I’ll spare you a tired reheating of the social-media-connects-us-but-also-isolates-us discussion from every undergraduate humanities essay. But along with rampant narcissism, social media has fostered a troublesome habit of passive competition. My gelato is more decadent than your gelato. My boy/girlfriend is more thoughtful than yours. I went to this festival/football match/underground vegan food market… Behold how goddamn well rounded I am.
Which is all fine, I guess. Sort of. If you don’t think about it too much. But when it comes to the world of travel, are we too preoccupied with broadcasting our experiences rather than actually having them? Travel is supposed to be an escape from our everyday habits. A time to see and feel things that our normal schedules don’t allow.
It can be a good motivator, for sure. Seeing that everyone else is out there, seemingly living the life, we’re spurred on to get a piece of the action. We may explore wondrous, distant places we would’ve never thought of if it wasn’t for the jealousy incited by a friend’s photo album. But is it the reality and experience we’re chasing, or just the photo op?
We can see the absurdity of it at live concerts. People recording shows through phones with significantly lower quality than their own eyes and ears. We are never going to watch this footage, so why place a barrier between an experience and our own senses? It’s a point well articulated by comedian Louis CK.

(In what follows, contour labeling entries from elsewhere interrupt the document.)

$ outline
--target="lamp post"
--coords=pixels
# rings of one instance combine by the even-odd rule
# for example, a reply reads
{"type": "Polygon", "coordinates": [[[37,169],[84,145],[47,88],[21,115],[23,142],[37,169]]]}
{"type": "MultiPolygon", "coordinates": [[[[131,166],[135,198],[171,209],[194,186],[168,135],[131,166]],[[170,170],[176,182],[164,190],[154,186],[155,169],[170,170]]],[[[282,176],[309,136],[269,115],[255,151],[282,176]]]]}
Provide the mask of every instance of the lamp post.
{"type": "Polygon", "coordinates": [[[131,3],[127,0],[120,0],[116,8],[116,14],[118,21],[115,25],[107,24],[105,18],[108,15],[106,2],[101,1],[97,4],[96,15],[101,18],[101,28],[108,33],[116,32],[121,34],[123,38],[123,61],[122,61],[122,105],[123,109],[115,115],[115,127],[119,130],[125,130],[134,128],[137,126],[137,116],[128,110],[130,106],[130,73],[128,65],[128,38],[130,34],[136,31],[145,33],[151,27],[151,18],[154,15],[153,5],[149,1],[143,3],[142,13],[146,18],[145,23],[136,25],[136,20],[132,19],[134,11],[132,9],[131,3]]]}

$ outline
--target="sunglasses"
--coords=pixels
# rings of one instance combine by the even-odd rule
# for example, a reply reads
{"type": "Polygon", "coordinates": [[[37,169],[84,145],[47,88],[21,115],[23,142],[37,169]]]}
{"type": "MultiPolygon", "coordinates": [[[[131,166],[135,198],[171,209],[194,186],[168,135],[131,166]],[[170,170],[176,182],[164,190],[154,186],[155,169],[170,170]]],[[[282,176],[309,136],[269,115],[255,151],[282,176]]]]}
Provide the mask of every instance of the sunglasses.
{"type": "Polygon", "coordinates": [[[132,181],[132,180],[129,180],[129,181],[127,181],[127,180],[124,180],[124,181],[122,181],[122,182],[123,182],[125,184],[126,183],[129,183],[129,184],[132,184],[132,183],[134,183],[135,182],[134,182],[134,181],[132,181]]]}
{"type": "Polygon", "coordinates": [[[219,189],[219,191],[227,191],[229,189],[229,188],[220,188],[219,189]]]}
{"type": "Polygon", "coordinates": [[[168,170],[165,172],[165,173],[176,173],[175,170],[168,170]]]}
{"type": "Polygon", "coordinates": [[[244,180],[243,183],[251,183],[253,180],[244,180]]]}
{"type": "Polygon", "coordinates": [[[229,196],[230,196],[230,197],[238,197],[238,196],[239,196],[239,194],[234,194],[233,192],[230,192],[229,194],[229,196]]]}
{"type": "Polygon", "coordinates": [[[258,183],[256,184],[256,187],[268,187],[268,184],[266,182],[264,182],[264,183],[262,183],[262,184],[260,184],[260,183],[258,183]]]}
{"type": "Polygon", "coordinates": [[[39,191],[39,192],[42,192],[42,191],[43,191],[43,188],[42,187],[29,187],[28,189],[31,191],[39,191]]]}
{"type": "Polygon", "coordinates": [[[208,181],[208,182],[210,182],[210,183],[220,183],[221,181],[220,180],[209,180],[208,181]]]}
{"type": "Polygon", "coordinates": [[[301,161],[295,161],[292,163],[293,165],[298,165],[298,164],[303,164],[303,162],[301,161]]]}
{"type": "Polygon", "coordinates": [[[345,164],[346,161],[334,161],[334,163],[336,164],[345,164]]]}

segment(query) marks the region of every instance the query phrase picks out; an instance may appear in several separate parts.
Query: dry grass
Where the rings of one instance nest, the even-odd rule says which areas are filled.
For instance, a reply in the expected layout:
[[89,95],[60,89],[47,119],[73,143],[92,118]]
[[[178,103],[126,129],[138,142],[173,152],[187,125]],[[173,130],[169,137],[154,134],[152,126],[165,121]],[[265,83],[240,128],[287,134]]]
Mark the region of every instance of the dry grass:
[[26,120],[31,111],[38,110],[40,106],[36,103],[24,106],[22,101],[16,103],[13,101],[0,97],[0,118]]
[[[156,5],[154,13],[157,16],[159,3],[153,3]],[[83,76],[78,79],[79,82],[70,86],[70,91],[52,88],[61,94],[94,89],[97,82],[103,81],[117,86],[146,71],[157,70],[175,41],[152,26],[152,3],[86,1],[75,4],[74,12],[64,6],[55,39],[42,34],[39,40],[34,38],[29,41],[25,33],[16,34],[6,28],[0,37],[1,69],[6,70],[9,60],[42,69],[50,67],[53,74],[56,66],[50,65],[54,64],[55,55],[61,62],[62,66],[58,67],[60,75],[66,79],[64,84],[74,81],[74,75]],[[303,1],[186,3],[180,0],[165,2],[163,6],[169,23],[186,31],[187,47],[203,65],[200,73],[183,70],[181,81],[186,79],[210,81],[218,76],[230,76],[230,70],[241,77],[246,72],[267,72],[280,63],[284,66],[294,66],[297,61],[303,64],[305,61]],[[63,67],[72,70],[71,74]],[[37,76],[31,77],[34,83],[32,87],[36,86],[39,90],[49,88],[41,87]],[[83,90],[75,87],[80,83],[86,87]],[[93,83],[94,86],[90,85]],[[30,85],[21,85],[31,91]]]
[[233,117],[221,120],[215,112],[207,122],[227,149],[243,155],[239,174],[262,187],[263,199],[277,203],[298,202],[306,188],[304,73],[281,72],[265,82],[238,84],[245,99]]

It seems a dangerous trend of one-upmanship and filtering our own reality. The compulsion to instantly validate our existence is so strong that we willingly compromise our live enjoyment of things just to prove that we did them.
A friend visiting Europe was in town recently and was strategically timing her posts (like, actually setting a reminder at impractical hours) to gain maximum traction back home in Australia. Why does it matter who likes our holiday besides us? Apparently, maintaining brand awareness is now seen as a responsibility for all of us as individuals.
I met an old German man this week when I asked him about the Wi-Fi code in a café. He looked confused.
“You know, Wi-Fi… internet,” I said.
“Internet? Sorry, I don’t know that.” I nodded politely and started back towards my seat, but he continued. “I know InterRail. I know interaction,” he said, pointing back and forth at the space between us. “But I don’t know what is internet.”
Okay, so it sounds cheesy in the retelling. But I found it charming.
Next time you travel, I challenge you to keep your phone holstered and really experience things. Hear, see and smell your surroundings. No one else cares what your food looks like. Eat it while it’s hot. Pay full attention to your conversations. In moments of solitude, allow your thoughts to creep in unimpeded. Don’t you dare start brainstorming captions and hashtags. Be in the room.
And don’t mind that strange new sensation. They’re just feelings you’re having.